Perbuatan demikian telah merusakkan budi sebagai muslim, dan tidak patut
dilakukan oleh orang yang beriman. Sebab itu Tuhan melarang Nabi orang yang
seperti demikian, meskipun dalam pengakuannya mereka menyatakan diri orang
islam. Perbuatan mereka telah merusak islam.
“
Sesungguhnya Allah tidaklah suka kepada
yang berkhianat dan berdosa” ( ujung ayat 107 ). Ujung ayat ini telah
menegaskan bahwa Allah tidak suka terhadap orang-orang yang curang, siapapun
orangnya, walaupun dia mengaku islam. Yang teraniaya wajib dibela, walaupun dia
Yahudi. Mentang-mentang golongan Islam berkuasa, tidaklah boleh menyalahgunakan
kekuasaan. Kekuasaan jangan digunakan untuk menindas dan memfitnah orang yang
lemah.
“
Mereka bersembunyi dari manusia” (
pangkal ayat 108 ). Dengan sembunyi dari mata orang lain dan memencil ketempat
yang sunyi. Thu’mah dan kawan-kawannya mengatur siasat untuk memfitnah orang
Yahudi itu, dan kemudian membawa hasil rencana fitnah itu ke hadapan Nabi
s.a.w.
“Dan adalah Allah itu, dengan apa-apa yang
mereka kerjakan, telah mengepung ” (ujung ayat 108).
Allah
telah mengepung, artinya bahwa satu jalan yang curang, adalah jalan yang tidak
berujung, atau jalan buntu yang tidak memiliki jalan keluar, sehingga yang
menjalani itu akan oleh akibat kesalahannya sendiri dari kiri dan kanan, muka
dan belakang. Mundur tidak bisa lagi, dan maju adalah kehancuran.

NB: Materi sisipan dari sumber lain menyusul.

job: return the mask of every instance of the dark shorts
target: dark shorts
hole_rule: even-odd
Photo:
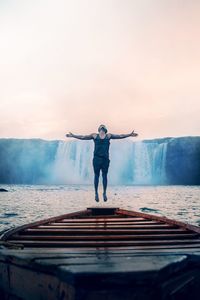
[[[93,158],[93,168],[95,173],[99,173],[100,170],[103,173],[107,173],[109,164],[110,164],[110,160],[108,158],[97,157],[97,156]]]

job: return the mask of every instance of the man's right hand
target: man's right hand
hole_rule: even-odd
[[[67,133],[66,137],[73,137],[73,133],[71,133],[71,132]]]

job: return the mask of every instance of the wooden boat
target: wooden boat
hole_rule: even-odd
[[[200,227],[113,207],[1,237],[5,299],[199,299]]]

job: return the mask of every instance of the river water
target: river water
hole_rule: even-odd
[[[91,185],[1,185],[0,232],[91,206],[136,210],[200,226],[200,186],[109,186],[108,202]],[[100,186],[100,196],[102,186]],[[102,198],[102,197],[101,197]]]

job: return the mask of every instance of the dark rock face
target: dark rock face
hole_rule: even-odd
[[[0,189],[0,192],[8,192],[6,189]]]
[[[166,173],[169,184],[200,184],[200,137],[172,138],[168,142]]]
[[[0,139],[0,182],[48,183],[58,141]]]

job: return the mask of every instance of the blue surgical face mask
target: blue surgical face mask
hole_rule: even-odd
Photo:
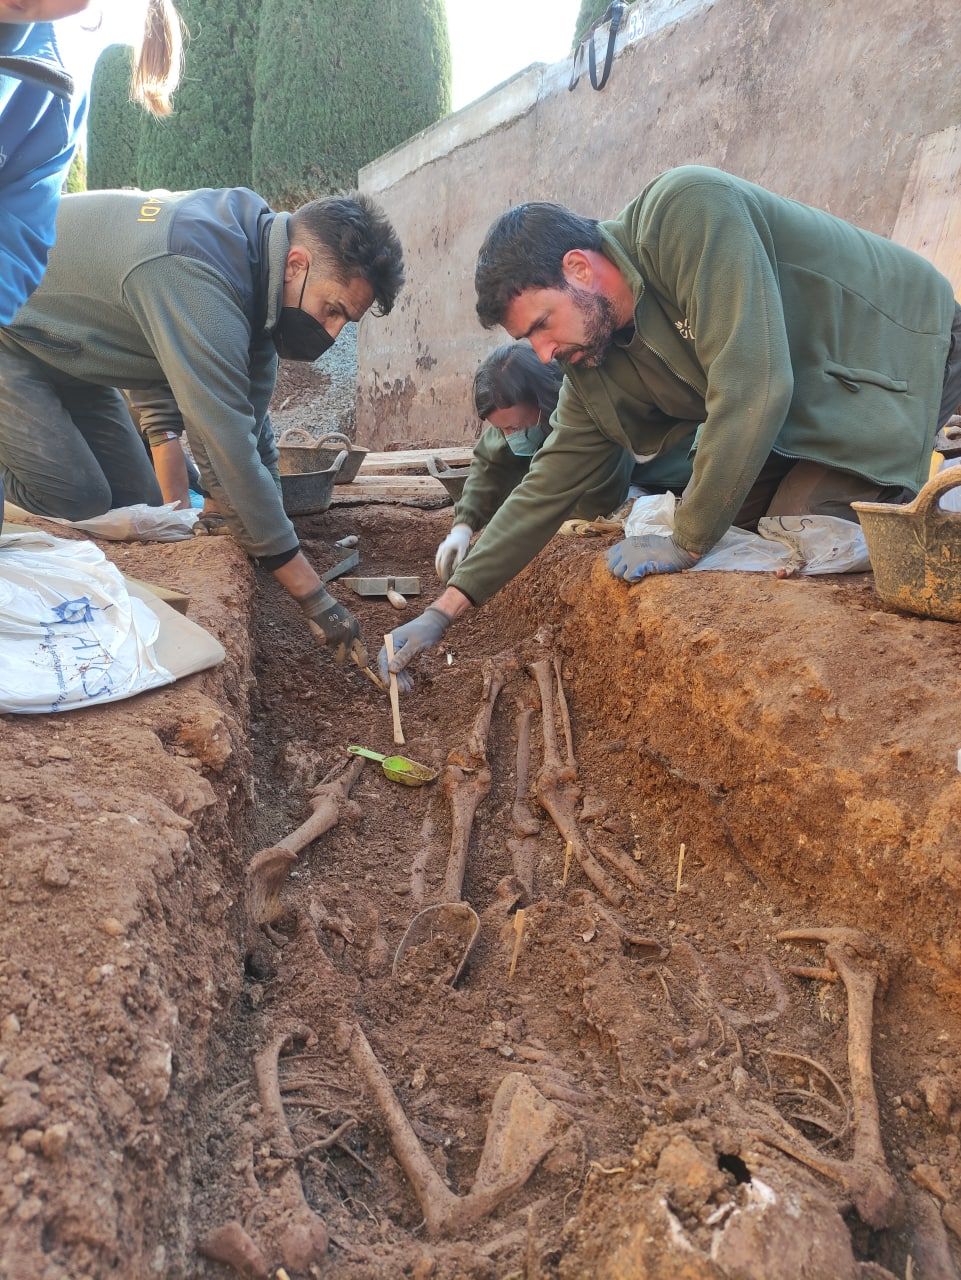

“ Ha! Itulah kamu, orang-orang yang telah
membela mereka dalam kehidupan dunia”. ( pangkal ayat 109 ). Dengan dimulai
kalimat Ha Antum ,yang diartika “Ha! Itulah kamu!” yang dalam arti bahasa
Indonesia makna tersembunyi dalam pangkal ayat itu, yaitu sebagai “tunjuk
hidung” menelanjangi jiwa orang-orang yang telah membela Thu’mah itu. Tandanya
mereka bukan seorang dua, melainkan agak banyak, yaotu kaum dan sanak saudara Thu’mah.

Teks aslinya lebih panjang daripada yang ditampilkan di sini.